If temperatures this past winter, however, had been identical to temperatures three winters ago, when the number of gas-weighted Heating Degree Days between November 1st and March 31st was 426 gas-weighted HDD’s higher than this year (i.e., 4,156 HDD’s in ‘00/’01 vs.3,730 HDD’s in ‘02/’03), the total withdrawal this past winter in all likelihood would have been at least 500 -- 550 BCf higher than the 2,550 BCf peak-to-trough withdrawal that actually occurred this past winter. This in turn would have resulted in a total withdrawal of approximately 3,050 BCf.
Adding a 500 – 800 BCf working reserve to this total would require a total amount of natural gas in storage as of the end of the Refill Season of 3,550 BCf to 3,850 BCf – i.e., 100 – 400 BCf greater than total current storage capacity in the U.S.
3. Adjustments for expected increases in demand and/or reductions in supply.

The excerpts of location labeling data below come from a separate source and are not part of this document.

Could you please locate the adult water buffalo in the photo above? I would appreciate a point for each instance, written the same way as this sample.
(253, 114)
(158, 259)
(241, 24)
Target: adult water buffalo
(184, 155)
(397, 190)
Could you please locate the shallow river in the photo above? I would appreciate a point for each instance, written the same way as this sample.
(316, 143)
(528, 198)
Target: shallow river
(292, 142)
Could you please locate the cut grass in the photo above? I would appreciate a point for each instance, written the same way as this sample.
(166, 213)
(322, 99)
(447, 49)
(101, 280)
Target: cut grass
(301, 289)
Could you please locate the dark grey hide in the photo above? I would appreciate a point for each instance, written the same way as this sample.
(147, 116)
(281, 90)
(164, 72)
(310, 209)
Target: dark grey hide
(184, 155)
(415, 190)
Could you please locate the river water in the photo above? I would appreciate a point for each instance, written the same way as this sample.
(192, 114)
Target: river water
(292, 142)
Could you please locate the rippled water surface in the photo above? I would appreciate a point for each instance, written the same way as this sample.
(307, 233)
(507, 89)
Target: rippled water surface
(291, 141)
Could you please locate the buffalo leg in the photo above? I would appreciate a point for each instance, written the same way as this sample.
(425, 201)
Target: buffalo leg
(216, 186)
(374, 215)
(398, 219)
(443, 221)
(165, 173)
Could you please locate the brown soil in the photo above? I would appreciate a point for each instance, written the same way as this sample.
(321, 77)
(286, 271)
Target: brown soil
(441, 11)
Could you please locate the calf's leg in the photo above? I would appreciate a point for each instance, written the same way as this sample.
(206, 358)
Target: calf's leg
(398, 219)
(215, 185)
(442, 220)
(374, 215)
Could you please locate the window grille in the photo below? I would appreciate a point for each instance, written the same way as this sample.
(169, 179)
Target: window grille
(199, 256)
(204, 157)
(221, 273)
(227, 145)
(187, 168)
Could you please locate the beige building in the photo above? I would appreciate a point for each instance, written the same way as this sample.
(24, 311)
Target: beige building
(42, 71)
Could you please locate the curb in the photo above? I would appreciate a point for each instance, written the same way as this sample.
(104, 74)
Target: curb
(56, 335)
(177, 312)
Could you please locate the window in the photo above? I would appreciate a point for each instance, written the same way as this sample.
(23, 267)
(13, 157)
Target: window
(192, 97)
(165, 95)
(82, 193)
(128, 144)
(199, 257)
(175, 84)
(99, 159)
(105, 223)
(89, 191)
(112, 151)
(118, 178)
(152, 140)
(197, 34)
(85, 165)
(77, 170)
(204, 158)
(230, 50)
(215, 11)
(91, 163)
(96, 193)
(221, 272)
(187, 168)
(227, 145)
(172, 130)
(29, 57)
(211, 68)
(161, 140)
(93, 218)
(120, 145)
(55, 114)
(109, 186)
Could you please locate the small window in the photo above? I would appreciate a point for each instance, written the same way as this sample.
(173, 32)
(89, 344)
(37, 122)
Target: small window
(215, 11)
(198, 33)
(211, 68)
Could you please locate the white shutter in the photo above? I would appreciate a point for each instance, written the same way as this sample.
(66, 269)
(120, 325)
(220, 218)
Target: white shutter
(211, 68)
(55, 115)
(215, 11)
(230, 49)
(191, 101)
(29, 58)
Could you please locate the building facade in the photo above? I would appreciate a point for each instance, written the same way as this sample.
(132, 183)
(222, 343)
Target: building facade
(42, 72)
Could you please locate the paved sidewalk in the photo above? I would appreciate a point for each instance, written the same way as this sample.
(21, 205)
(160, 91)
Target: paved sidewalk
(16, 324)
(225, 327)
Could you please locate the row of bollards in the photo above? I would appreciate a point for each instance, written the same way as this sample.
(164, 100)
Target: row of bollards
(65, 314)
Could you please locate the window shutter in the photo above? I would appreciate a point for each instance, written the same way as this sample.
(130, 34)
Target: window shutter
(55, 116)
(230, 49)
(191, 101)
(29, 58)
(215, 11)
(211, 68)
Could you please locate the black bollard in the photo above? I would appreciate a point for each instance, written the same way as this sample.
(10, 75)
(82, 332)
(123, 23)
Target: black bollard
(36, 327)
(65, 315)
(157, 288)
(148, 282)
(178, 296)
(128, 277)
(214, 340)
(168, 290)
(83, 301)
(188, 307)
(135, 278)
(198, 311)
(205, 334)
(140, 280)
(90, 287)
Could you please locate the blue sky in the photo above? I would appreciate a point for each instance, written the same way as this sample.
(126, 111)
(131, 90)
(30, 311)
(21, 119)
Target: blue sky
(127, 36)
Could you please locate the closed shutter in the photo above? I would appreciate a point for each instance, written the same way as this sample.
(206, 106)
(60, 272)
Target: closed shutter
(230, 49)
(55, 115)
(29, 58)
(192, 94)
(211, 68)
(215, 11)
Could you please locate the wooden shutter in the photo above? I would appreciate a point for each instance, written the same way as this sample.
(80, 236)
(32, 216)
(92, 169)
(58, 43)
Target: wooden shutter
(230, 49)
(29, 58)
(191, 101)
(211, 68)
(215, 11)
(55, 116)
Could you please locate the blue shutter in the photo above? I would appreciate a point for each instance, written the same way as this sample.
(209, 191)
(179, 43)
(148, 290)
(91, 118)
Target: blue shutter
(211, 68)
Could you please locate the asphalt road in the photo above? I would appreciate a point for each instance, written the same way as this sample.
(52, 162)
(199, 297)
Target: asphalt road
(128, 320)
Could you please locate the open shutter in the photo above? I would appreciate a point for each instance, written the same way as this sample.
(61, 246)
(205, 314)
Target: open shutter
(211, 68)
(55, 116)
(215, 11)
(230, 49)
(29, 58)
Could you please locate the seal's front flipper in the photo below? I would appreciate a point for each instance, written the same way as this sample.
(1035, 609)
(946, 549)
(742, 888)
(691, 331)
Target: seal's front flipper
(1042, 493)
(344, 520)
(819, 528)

Finally, even this estimate of the potential withdrawal for next winter does not yet taken into account the impact of known or expected increases in demand or decreases in supply.

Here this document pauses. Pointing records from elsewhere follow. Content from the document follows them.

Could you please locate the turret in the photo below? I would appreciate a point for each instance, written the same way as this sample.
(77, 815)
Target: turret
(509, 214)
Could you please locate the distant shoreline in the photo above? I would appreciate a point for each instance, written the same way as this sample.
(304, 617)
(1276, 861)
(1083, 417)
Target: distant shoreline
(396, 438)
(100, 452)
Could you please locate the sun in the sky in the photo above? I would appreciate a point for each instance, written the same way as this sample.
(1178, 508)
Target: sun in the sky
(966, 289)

At this juncture, a number of factors already can be identified that are likely to cause the supply/demand balance to deteriorate compared to last winter. These include:
- likelihood of continued declines in production in both the U.S. and western Canada (in part because drilling rates in both countries remain well below the level necessary to offset continued declines in production from existing wells);
- potential need to retain substantially more natural gas in Canada next winter in order to maintain storage in Canada at adequate levels (which in turn could reduce the amount of natural gas available to export to the U.S. by as much as 1.5 BCf/day);
- Likely increases in the amount of natural gas exported to Mexico;
- Likely increases in consumption of natural gas for residential heating due to the continued high rate of construction of new homes and the high penetration rate being achieved byr gas heating; and
- Potential further increases in the use of natural gas to generate electricity
On a net, all-in basis, however, we expect the overall supply/demand balance this coming winter to deteriorate by at least another 1.5– 2.0 BCf/day compared to last winter. This in turn could increase the size of the withdrawal over the ‘03/’04 winter heating season by another 225 -- 300 BCf compared to last year.